Тоня растерялась. К своему ужасу, она увидела, что, если все было так, как она показала, они с Петреску обязательно должны были перейти вброд узкую речку. Но отступать было поздно.
— Мы перешли по мосткам, — сказала она, холодея и думая только о том, чтобы не дрогнул карандаш, к кончику которого был прикован взгляд ее мучителя.
— Вы в этом уверены? — поднял он на нее внимательный взгляд.
— Ну как же! — воскликнула она. — Спросите Петреску!
Несколько мгновений он внимательно изучал ее лицо.
— Когда вы вышли? Ну, когда пустились в путь? — спросил он, как бы показывая, что с предыдущим вопросом покончено, но в то же время зачем-то прикрыв карту ладонью.
Тоня помолчала.
— Около двенадцати ночи, — сказала она, прикинув в уме, какое расстояние до линии фронта они с Петреску прошли и сколько времени это могло занять, если считать, что они двигались по прочерченному ею маршруту. — Эта ночь была такой ужасной! Я не знала, дождусь ли ее конца…
— Хорошо, — сказал он, отнимая руку от карты. — Давайте займемся арифметикой. Вы появились около танка в шесть часов тридцать семь минут утра. — Точность до одной минуты должна была показать Тоне, что он полностью информирован. — Обычно в час проходят до четырех километров… Конечно, когда спасаются от погони, в первый час можно пройти и до пяти, но в дальнейшем человек устает и скорость его движения резко падает… Но надо принять в расчет, что Петреску был ранен и, как он мне рассказывал, в начале побега едва передвигал ноги… Предположим, он напрягал все силы и вы шли со скоростью два с половиной километра в час…
— Наверное, быстрее, — прошептала Тоня, начиная понимать, на чем ее проверяют: если она неправильно назвала пункт, откуда они с Петреску вышли, то, значит, ей нельзя доверять и в остальном.

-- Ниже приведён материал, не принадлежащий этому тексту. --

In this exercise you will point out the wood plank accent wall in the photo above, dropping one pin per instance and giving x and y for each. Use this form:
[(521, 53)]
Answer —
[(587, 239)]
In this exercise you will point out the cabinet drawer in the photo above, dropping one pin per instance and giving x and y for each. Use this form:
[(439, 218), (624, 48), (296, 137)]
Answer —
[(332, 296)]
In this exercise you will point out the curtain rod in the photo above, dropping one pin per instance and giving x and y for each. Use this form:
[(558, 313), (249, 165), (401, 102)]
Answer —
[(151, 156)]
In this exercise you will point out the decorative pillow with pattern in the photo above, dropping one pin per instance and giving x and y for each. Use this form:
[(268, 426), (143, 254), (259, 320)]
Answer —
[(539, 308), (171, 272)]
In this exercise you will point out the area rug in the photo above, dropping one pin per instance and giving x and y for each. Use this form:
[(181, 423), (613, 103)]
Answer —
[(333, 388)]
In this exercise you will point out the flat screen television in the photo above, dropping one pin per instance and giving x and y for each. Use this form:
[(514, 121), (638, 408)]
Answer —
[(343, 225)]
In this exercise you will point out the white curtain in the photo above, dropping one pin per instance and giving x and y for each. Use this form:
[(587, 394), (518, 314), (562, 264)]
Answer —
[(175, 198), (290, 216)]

— Ну, предположим, три! Это при крайнем напряжении сил! Теперь измерим расстояние. — Он вынул линейку и тщательно, до миллиметра, вымерил все изломы довольно извилистого пути, который прочертила рука Тони. — Так, — проговорил он тоном учителя, проверяющего работу ученика. — Будем считать, что вы шли ровно шесть часов. Шесть часов — это примерно восемнадцать километров… Ну, двадцать, не больше. Ведь Петреску был очень слаб. А по-вашему получается не меньше чем двадцать пять… Пять километров разницы! Это много, дорогая фрейлейн! Это целых полтора часа!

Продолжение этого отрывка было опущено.